Tabor: lavorare dentro
di: Romina e Marco.
Abbiamo partecipato alla convivenza "Tabor", presso i saveriani di Ancona. L'impatto all'arrivo è stato fantastico: ci siamo sentiti subito accolti dalla famiglia "allargata". Si respirava un clima di grande serenità e gioia. L'inizio dell'esperienza, però, è stato faticoso.

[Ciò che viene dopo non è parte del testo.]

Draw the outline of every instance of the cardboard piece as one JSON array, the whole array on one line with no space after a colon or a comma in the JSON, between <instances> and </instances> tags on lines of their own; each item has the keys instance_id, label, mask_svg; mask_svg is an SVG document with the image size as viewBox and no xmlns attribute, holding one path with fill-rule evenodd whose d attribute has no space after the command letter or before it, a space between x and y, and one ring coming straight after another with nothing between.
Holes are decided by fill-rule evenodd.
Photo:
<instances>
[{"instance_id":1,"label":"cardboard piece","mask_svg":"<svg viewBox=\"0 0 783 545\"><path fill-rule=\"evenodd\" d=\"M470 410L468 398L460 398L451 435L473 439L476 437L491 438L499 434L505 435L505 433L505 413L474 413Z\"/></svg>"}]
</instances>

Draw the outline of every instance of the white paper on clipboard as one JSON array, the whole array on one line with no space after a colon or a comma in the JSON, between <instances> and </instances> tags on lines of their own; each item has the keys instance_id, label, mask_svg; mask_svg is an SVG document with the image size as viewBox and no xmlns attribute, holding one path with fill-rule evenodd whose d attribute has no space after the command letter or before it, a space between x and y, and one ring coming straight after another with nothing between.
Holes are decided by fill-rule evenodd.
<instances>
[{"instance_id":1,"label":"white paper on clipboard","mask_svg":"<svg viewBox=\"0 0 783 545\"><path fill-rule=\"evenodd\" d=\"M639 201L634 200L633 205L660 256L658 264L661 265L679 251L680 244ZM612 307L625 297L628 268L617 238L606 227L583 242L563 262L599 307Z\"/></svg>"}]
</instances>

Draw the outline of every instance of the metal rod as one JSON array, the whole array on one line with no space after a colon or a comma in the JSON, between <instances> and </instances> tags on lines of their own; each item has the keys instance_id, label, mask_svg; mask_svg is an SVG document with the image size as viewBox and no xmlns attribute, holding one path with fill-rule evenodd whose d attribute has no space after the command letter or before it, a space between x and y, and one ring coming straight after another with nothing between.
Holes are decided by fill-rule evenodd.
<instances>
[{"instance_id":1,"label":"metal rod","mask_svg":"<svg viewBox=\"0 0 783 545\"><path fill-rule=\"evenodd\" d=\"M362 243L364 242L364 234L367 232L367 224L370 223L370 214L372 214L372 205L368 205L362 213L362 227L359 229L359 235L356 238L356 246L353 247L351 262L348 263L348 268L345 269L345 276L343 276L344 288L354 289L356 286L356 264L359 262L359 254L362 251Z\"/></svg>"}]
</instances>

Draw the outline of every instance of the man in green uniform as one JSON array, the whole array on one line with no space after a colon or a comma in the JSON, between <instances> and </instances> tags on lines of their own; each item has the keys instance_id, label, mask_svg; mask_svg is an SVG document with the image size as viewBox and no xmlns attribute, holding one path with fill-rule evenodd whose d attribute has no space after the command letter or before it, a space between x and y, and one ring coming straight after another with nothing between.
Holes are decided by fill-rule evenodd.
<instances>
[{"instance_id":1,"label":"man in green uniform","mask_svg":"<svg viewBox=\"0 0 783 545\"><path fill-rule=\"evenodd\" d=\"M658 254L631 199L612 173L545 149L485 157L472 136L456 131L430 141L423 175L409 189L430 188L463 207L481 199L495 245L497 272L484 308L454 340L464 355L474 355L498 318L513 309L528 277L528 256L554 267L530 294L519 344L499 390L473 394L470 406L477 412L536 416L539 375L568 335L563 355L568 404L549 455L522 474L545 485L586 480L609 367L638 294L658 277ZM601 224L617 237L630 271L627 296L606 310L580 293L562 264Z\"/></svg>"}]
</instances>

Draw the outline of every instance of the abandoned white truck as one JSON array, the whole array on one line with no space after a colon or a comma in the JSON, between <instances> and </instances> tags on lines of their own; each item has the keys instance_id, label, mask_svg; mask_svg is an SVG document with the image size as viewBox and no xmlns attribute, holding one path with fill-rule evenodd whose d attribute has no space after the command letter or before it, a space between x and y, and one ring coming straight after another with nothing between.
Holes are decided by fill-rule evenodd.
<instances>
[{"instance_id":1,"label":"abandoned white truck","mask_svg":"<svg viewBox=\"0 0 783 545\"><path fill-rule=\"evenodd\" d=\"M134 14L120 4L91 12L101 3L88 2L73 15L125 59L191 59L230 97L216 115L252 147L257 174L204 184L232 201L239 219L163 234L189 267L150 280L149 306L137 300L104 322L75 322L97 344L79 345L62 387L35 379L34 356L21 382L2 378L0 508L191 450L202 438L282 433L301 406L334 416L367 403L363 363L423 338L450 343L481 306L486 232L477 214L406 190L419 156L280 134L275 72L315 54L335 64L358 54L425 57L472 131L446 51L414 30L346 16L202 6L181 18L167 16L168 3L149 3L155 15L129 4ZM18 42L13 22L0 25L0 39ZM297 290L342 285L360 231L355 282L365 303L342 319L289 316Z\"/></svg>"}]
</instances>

Riuscire a togliere la maschera che siamo abituati a portare, per metterci in discussione e guardarci dentro non è facile. Scavare in noi stessi ci mette di fronte a quello che spesso non vogliamo affrontare e teniamo nascosto. La cosa davvero bella è che in questi momenti si può contare sull'aiuto dei saveriani o dei laici che, con grande discrezione, ti restano vicini e ti guidano nel tuo cammino personale, senza giudicare e senza criticare.
"Tabor" è stata per noi una grande occasione per riavvicinarci a Dio. Abbiamo capito che i nostri limiti non pregiudicano l'amore che Dio Padre ha per noi e che, anzi, dobbiamo cercare con umiltà di vivere ogni giorno facendo tesoro dei suoi insegnamenti, "lavorando" su di noi con costanza e forza.
E se ci prende qualche momento di scoraggiamento, possiamo sempre contare sugli "amici di Ancona"!